In Germany, where one gets not only hams of the best quality, but excellent roast pork, many others besides farmers have taken to raising pigs. In 1873 there were only 7,124,088 pigs in the country; in 1907 there were over 22,000,000. The number of sheep has decreased in about the same proportion because three hogs can be raised by a peasant where he could not graze one sheep.

Pigs are particularly profitable because they can be fed largely on kitchen refuse and unsalable skim milk and because a pig "will produce a pound of meat from a far less weight of food than will either sheep or cattle."

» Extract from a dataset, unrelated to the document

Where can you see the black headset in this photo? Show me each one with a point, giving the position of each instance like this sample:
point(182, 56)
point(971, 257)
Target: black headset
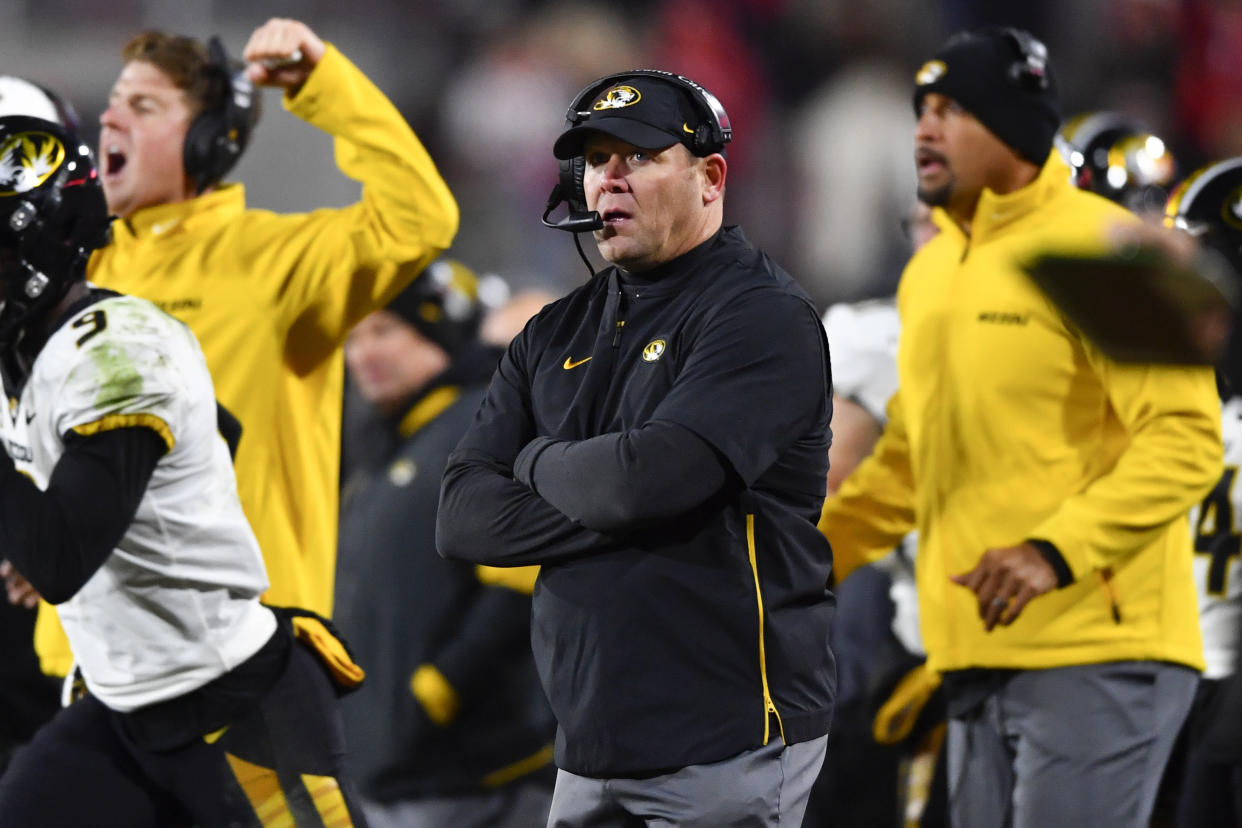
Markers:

By "mixing brains with the food," the profits can be enormously increased. Let me ask every American and English farmer to put the following words of England's leading authority, Sanders Spencer, into his pipe and smoke them slowly and thoroughly:

"This selection of a compact, thick-fleshed, and pure quality sire is of even greater importance in the pig department of the farm than in many others, as our object is to breed a pig which is capable of converting a large quantity of food into the largest amount of fine quality of meat, and is so formed that the latter is placed on those portions of the pig's body which realize the largest price in the market."[17]

There is a funny story of a farmer who gave his pigs all they could eat one day and starved them the next, in order to have his bacon nicely streaked with alternate layers of fat and lean. In England they seem to have a number of these ingenious farmers; at any rate, in Wiltshire bacon there is always plenty of lean meat. And how delicious it tastes when grilled, or baked in a roasting pan on a wire rack from which the fat drips to the bottom of the pan!

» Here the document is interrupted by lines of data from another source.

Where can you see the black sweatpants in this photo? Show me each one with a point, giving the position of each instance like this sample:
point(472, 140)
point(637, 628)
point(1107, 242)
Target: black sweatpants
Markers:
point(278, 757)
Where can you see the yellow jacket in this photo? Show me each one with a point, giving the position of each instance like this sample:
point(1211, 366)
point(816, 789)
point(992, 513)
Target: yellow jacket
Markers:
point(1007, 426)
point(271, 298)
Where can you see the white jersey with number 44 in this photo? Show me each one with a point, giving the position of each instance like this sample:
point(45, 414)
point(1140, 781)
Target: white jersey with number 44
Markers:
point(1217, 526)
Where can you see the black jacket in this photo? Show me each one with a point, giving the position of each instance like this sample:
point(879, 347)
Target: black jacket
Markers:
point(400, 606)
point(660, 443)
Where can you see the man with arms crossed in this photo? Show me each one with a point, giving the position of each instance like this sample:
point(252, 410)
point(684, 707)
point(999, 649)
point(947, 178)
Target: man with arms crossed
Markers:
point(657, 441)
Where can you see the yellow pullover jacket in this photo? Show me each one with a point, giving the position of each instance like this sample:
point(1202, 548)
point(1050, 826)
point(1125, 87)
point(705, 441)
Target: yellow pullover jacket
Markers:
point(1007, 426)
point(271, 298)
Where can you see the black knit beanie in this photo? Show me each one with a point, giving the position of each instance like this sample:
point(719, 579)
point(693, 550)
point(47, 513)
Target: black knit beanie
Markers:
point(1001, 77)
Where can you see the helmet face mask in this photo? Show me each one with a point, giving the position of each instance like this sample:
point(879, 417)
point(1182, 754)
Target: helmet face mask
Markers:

When the bacon is too fat to suit the native connoisseur it is apparently exported to America and sold at fancy prices to people who have more money than knowledge.

Gastronomic demands suggest many opportunities to get rich, particularly along this line. Spencer speaks of the "marvelous increase in the proportion of the inhabitants of the British Isles who now eat pork." Ireland exported nearly $17,500,000 worth of pork products in 1909. The slaughter houses of Denmark deal with over a million pigs a year, largely for export to the United Kingdom, which, in 1911, imported altogether nearly $100,000,000 worth of bacon and other pork products.

In epicurean France pork gains rapidly on other meats and the Germans eat nearly twice as much pork as they do beef. The figures, in pounds, of the per capita consumption in the Empire for the first three months of 1912 stood in this ratio: Mutton 0.33; veal, 1.54; beef, 7.87; pork, 14.55.